On an old dirt mining road in the rugged hills northeast of Susanville, in a place called the Tunnison Mountain Wilderness Study Area, a boxy Land Rover Defender with a whip antenna attached to its roof suddenly stopped as Vida Gomez put a hand to the driver’s chest.
She adjusted away the static on the radio monitor she held just in time to hear Bennett answer the nanny loud and clear in her earbud.
“That sounds good. I’m on my way back. I’ll meet you there.”
“My God! It’s him!” Vida said. “It’s Bennett himself. Tell me you’re getting this!”
In the seat behind her, Eduardo checked the frequency on her radio monitor, then rapidly clicked at a laptop that was attached to the antenna. The screen showing their present GPS location locked for a moment, and then a pin appeared, showing the estimated position of the transmission.
The pin began to pulse strongly as the nanny said good night to Bennett.
Eduardo checked the screen against his compass and the geological survey map spread out on the seat beside him. He had worked in the signal corps of the Colombian government catching narcoterrorists before he had met Perrine and switched sides. There was no one better in the cartel at radio tracking than he.
He pointed to the juniper-covered hill beside them, toward a stand of trees.
“The nanny and Bennett’s kids are less than a mile up there somewhere,” he said.
Vida got on the radio, and after a minute, another 4x4, an FJ Cruiser, rolled down the steep incline of the mining road from the opposite direction.
“You have a hit?” Estefan said from behind the FJ’s wheel.
“We just heard Bennett and the nanny,” Vida said excitedly. “The software is saying we are within a mile, that they’re up in those trees.”
“Good,” Estefan said. “About two hundred feet back up the road, I saw a tire track going that way.”
Vida smiled. She knew that the play after finding the Bennett safe house empty was to come up here to Northern California and conduct the search herself. Their contacts in town had put them onto an old, half-mad hippie doper who lived somewhere around here. His name was McMurphy, and not only had he given the cartel trouble in the past, but he’d actually been seen talking to the Bennetts at church.
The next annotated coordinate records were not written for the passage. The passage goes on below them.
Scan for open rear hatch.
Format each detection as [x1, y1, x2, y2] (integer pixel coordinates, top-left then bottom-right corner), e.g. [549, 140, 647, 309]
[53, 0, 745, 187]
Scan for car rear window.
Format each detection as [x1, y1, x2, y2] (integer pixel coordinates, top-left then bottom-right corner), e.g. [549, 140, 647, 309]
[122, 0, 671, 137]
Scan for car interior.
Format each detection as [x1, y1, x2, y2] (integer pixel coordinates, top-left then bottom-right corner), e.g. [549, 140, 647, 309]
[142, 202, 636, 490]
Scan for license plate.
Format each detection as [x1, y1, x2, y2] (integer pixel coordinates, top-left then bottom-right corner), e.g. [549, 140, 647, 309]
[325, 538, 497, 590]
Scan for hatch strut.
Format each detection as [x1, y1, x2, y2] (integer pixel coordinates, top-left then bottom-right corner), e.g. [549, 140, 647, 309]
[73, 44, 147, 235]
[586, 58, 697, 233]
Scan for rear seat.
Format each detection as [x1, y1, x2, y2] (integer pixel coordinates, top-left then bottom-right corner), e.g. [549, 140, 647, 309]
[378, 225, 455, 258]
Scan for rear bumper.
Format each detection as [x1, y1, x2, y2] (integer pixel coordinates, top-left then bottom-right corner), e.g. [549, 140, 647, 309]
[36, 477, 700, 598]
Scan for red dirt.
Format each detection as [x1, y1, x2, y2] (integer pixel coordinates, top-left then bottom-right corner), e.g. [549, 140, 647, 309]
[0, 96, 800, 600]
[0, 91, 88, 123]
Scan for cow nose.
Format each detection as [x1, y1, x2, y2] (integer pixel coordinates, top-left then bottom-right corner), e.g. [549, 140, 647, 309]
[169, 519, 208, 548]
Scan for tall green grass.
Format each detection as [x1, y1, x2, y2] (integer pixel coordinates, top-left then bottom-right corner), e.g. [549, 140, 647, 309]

She had tried to contact Perrine several times for running orders, but he wasn’t answering. It was his party, she knew. She could picture him in his tux, presiding over the events.
She felt a tug of envy at not being invited. No matter. In the back of the Rover were twelve air-shipment boxes with dry ice. Twelve little boxes that would be packed with twelve Bennett heads and would be on their way to Real del Monte by morning. Manuel would know soon enough her devotion to him.
Around Vida’s neck, on a gold chain, was the emerald ring Perrine had given her after she’d finally broken him down and they’d made love the last day of his stay. They didn’t use protection, and it was the middle of her cycle. She hadn’t taken a test, but she knew she was pregnant with his baby. It would be a boy, as handsome as his father.
Everyone had said what a charming man he was, but he was far better than just that. In their time together, he had been so kind to her, asked about her daughters, her life. He was like a father to her, or at least what she thought a father might be like, having never actually had one.
She sighed as a full-body tingle glowed all around her. Her, Vida. A simple farm girl. She’d always known she was special. That things would change for the better. And they would be getting better beyond her wildest dreams. For now, inside her, growing, was the Sun Prince.
“Vida!” said Estefan.
“Yes?” she said, shaking off the daydream.
“Shall we drive a little farther in or leave the cars here and walk?”
Vida grabbed her machine pistol and opened the door.
“Let’s walk, but quickly,” she said. “I want out of this shithole before the sun comes up.”
CHAPTER 100
McMurphy came in and placed a cup of tea in front of Mary Catherine as she hung up the CB.
“Did you get in contact with Mike?” he asked, plopping down in a camp chair.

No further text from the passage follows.